Le savant s’adonne à une activité expérimentale d’intellectualisation et de rationalisation, en se détachant nécessairement des jugements de valeur. D’où l’exigence de la «neutralité axiologique» par laquelle le savant prend distance avec les jugements de valeur, au niveau de l’observation et de l’analyse du phénomène étudié. L’inté¬grité intellectuelle suppose un rapport aux valeurs distancié. L’ana¬lyse de la société est dissociée de la volonté d’agir sur elle. Le politique, par contre, se trouve dans une position différente puisqu’il est constamment balloté entre «l’éthique de la conviction» et «l’éthique de la responsabilité», entre les valeurs et la nécessité. Il n’en est pas de même du savant. Si celui-ci peut jouer un rôle dans la politique, c’est en tant que critique et «veilleur» qui rappelle aux «acteurs», comme le dit bien Catherine Colliot-Thélène, que «le pouvoir est un privilège pour lequel il faut rendre des comptes».
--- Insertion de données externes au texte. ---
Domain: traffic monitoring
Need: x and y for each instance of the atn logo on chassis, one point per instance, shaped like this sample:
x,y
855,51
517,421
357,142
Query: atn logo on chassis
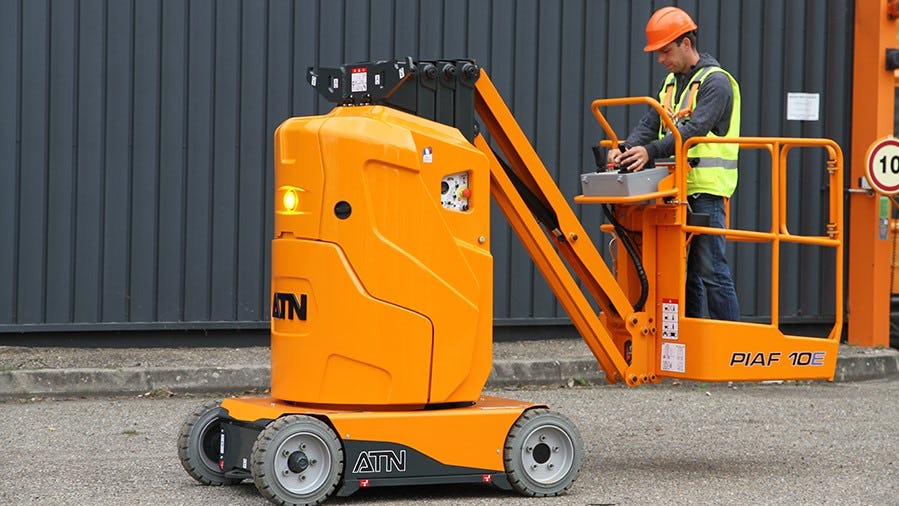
x,y
380,461
286,305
En rendant hommage à Zghal, le souhait profond est de saluer sa mémoire et également d’exprimer une dette de reconnaissance envers celui qui fut, sans y prétendre ni le vouloir, le maître de la sociologie tunisienne et dont le souvenir restera associé à une âme joviale et heureuse. Il ne s’est jamais plaint, ni exprimé un regret, ni dit le mal qui le rongeait de l’intérieur alors qu’il souffrait et savait qu’il était gravement atteint par la maladie. Il était, tout le temps, accueillant et prêt à s’embarquer pour une nouvelle recherche, une nouvelle aventure de l’esprit, un autre débat d’idées et de société. Par son ouverture d’esprit et son éthique égalitaire et démocratique, solidaire de l’écoute de l’Autre – quel que soit son statut ou sa position dans l’espace politique et idéologique –, il imposait le respect et la révérence, malgré sa profonde et authentique modestie.
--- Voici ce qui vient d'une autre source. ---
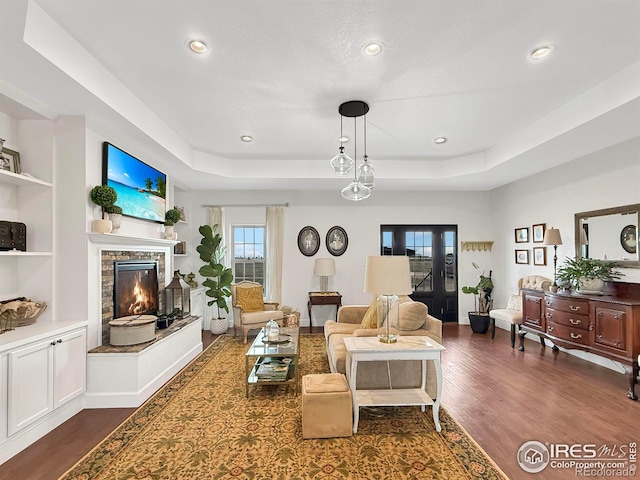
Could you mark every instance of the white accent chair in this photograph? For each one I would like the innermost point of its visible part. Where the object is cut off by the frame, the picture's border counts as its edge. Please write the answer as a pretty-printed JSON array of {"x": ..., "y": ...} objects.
[
  {"x": 255, "y": 319},
  {"x": 512, "y": 313}
]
En dehors de la sociologie qui était sa vocation et son métier, Zghal aimait la littérature, celle qui avait une dimension historico-sociale et un style d’écriture voyageant entre le Soi et l’Autre, le local et le global, le particulier et l’universel. Ses écrivains préférés étaient, sans doute, les anti-conformistes: Ali Douaji et son Voyage entre les bars de la Méditerranée (1932), Béchir Khraïef avec Addigla fi ‘arajinha («Les dattes dans leurs régimes») (1969) et HassounaMesbahi dont le dernier roman Achwâkwayasamin («Des épines et du jasmin») paru en 2015 aurait plu à notre ami disparu. L’objet du roman est la révolution tunisienne analysée au prisme de la théorie khaldounienne de la montée des bédouins à l’assaut de la cité et de la civilisation urbaine. Le romancier clôt son roman historique et autobiographique par un passage que je traduis ici librement – bitasarruf comme on dit en langue arabe. Ce passage dénote de l’errance et de l’incertitude prévalant en face de l’inconnu ; ce qui n’est pas sans rappeler l’itinéraire du sociologue, de la sociologie et de la Tunisie durant plus d’un demi-siècle: « (...) J’ai traversé le cercle des oiseaux marins qui n’avaient pas, cette fois, peur de moi, comme lors des rencontres précédentes. Ils m’ont même laissé passer parmi eux, comme si j’étais un des leurs. Peut-être qu’ils croyaient que j’étais un oiseau, avant d’être transfiguré en un animal étrange, aux membres imposants, avec une grosse tête et peu de plumes, un bec en chair traversé de deux grandes narines et deux ailes pendantes semblables à des roseaux placés des deux côtés, me tirant toujours vers le bas, pour m’empêcher de... prendre mon envol.»